Isaknya mulai terdengar memenuhi lorong rumah sakit yang kian lengang.

Seungcheol mengusap punggung sosok itu dengan begitu lembut.

Hatinya terenyuh mendengar isak sang sosok yang kian pilu.

Tak ada percakapan.

Jeonghan melingkarkan kedua lengannya pada punggung sosok yang tengah mendekapnya.

Tempat ini begitu nyaman baginya.

Tak ada kata yang terucap. Keduanya saling menenangkan tanpa kata.

1 menit.

2 menit.

3 menit.

Entahlah.. Keduanya tetap pada posisi yang sama.

Sepersekian detik kemudian, Jeonghan bergerak mundur.

“Do you feel better?” Tanya Seungcheol menatap Jeonghan yang masih mengatur nafasnya. Isaknya telah reda.

Jeonghan mengangguk. Ia benar-benar merasa lebih baik dari sebelumnya.

“Syukurlah.”

“Ma-makasih, mas.” Ucapnya dengan sisa isaknya.

Entah mengapa, Seungcheol menggenggam jemari Jeonghan dengan begitu lembut.

“Kamu tenang aja ya.. Nanti mas coba ngomong lagi ke Mingyu.” Ucap Seungcheol dengan tatapan teduhnya.

Jeonghan mengangguk.

Entah mengapa, ia merasakan ketenangan di dalam hatinya.

Keduanya terdiam sesaat dengan jemari yang masih saling bertaut.

Sepersekian detik kemudian, Seungcheol sadar.. ia masih memiliki Jisoo. Ia melepaskan genggamannya perlahan.

“Hmm han.. mas pamit dulu ya,” Ucap Seungcheol tiba-tiba.

“Hati-hati ya, mas.. Dan.. makasih.” Ucap Jeonghan dengan senyumnya yang mulai mengembang.

“Santai aja. Kamu jangan kelamaan di luar ya. Dingin.”

“Hehehe iya, mas.”

“See you.”

sore itu Seungcheol mengemudikan mobilnya berjalan-jalan berkeliling kota Jakarta. sedikit bosan karena tak melakukan apapun.

liburnya hanya tersisa beberapa hari saja, jadi masih sempat baginya untuk bersantai dan berjalan-jalan. lagipula saat ini ia berada di Jakarta karena demi pemulihan sang ayah.

seperti yang kita ketahui, jalanan dikota Jakarta terlampau ramai hingga macet pun tak dapat dihindari, seperti mobil milik Seungcheol yang terjebak macet saat ini.

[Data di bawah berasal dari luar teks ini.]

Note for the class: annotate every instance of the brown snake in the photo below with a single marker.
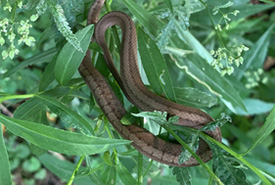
(130, 82)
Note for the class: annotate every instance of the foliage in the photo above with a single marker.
(211, 55)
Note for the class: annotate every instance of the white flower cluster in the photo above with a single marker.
(224, 60)
(12, 31)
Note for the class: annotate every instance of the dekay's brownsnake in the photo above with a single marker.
(130, 81)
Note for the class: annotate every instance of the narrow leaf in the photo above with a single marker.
(193, 97)
(57, 140)
(125, 175)
(255, 57)
(151, 23)
(226, 168)
(169, 5)
(48, 75)
(70, 58)
(155, 66)
(5, 175)
(253, 107)
(32, 110)
(183, 175)
(67, 115)
(266, 129)
(40, 58)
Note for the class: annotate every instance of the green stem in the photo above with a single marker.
(9, 97)
(76, 170)
(148, 168)
(112, 137)
(212, 22)
(114, 30)
(210, 172)
(239, 157)
(140, 168)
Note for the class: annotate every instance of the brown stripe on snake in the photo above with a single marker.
(130, 82)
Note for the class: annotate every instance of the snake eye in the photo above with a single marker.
(169, 116)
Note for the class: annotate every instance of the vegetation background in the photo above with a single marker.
(218, 56)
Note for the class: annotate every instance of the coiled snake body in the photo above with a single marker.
(130, 82)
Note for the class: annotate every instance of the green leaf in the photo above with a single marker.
(253, 107)
(245, 9)
(217, 123)
(226, 168)
(255, 57)
(109, 176)
(269, 2)
(57, 140)
(61, 168)
(70, 58)
(193, 97)
(62, 24)
(155, 66)
(67, 115)
(169, 5)
(266, 129)
(158, 117)
(31, 165)
(193, 142)
(32, 110)
(48, 75)
(40, 58)
(125, 175)
(192, 42)
(5, 175)
(151, 23)
(183, 175)
(203, 73)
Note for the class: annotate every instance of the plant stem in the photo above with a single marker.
(239, 157)
(76, 170)
(212, 22)
(8, 97)
(210, 172)
(114, 30)
(140, 168)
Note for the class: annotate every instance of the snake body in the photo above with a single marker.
(131, 84)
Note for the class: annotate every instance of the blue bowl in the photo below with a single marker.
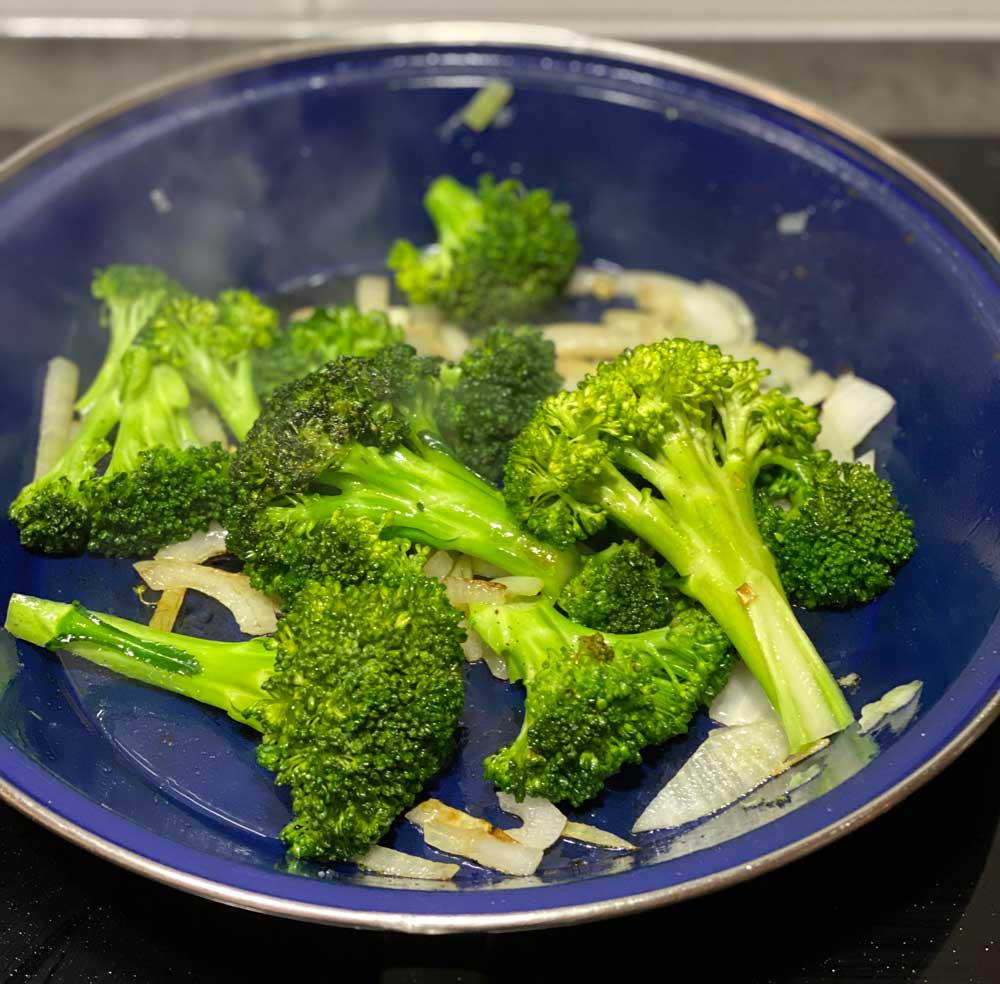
(280, 170)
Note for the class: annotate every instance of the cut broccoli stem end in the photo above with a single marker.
(449, 509)
(711, 539)
(228, 676)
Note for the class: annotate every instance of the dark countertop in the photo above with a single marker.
(914, 896)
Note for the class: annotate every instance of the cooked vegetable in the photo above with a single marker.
(503, 252)
(595, 701)
(695, 429)
(357, 696)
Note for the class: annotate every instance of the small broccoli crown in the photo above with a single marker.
(595, 701)
(308, 427)
(504, 252)
(52, 516)
(167, 496)
(503, 377)
(366, 695)
(328, 332)
(842, 538)
(622, 589)
(286, 547)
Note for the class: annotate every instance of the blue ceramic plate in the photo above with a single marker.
(280, 170)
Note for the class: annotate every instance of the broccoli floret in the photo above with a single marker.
(622, 589)
(161, 484)
(284, 547)
(694, 427)
(131, 295)
(503, 252)
(357, 696)
(52, 513)
(361, 433)
(212, 344)
(835, 529)
(492, 394)
(595, 701)
(304, 346)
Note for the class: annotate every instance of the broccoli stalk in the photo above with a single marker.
(161, 484)
(52, 513)
(212, 344)
(695, 428)
(357, 696)
(595, 701)
(358, 437)
(131, 296)
(503, 252)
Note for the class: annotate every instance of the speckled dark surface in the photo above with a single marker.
(915, 896)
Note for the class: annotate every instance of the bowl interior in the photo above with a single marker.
(280, 176)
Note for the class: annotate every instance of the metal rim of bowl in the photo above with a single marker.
(473, 34)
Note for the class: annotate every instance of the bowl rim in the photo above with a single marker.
(474, 34)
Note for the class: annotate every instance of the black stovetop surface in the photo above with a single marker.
(914, 896)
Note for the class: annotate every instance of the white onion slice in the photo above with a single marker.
(62, 378)
(520, 586)
(455, 832)
(371, 293)
(587, 834)
(850, 413)
(386, 861)
(742, 700)
(726, 766)
(467, 591)
(439, 564)
(543, 821)
(197, 548)
(879, 713)
(254, 612)
(167, 609)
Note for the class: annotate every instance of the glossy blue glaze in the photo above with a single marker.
(284, 173)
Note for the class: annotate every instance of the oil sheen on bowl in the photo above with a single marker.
(281, 171)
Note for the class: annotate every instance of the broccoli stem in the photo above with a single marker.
(226, 675)
(706, 528)
(432, 499)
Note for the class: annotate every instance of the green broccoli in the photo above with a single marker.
(212, 344)
(161, 484)
(622, 589)
(131, 295)
(835, 529)
(52, 513)
(693, 426)
(357, 696)
(504, 375)
(595, 701)
(358, 436)
(503, 252)
(304, 346)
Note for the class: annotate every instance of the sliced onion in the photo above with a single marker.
(543, 821)
(725, 767)
(850, 413)
(62, 378)
(439, 564)
(520, 586)
(742, 700)
(255, 613)
(587, 834)
(455, 832)
(371, 293)
(386, 861)
(167, 609)
(198, 548)
(881, 712)
(467, 591)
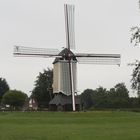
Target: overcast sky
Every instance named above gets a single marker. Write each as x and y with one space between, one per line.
101 26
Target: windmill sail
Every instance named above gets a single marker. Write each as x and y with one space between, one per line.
69 25
104 59
40 52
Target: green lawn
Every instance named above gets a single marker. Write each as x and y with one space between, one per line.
96 125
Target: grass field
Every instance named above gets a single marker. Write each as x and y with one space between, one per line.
96 125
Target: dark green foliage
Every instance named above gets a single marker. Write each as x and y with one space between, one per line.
136 77
4 87
14 98
43 88
87 98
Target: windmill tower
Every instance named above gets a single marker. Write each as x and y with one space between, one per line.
65 63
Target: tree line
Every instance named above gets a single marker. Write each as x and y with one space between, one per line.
114 98
100 98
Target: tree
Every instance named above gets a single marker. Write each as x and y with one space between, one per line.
121 90
42 91
4 87
136 77
14 98
87 98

salah banget gue keluar jam segini, batin Seungcheol.

namun…

drrrtt drrrtt

ponsel Seungcheol bergetar menampilkan nama ‘Bunda.’

Seungcheol pun langsung mengangkat panggilan itu, sepertinya penting.

“halo bunda..”

“Mas.. Mas dimana toh?”

“Mas masih di jalan nih bund, kejebak macet.. ada apa bunda?”

“ini loh.. nak Jeonghan.. tadi bunda minta kesini tapi dia ga bawa mobil. Mas jemput bisa ndak?”

“kenapa ga suruh Mingyu aja bund?”

“kasihan toh adik kamu, dia shift malem hari ini.. masih tidur juga tuh si adek, ga tega bunda banguninnya.”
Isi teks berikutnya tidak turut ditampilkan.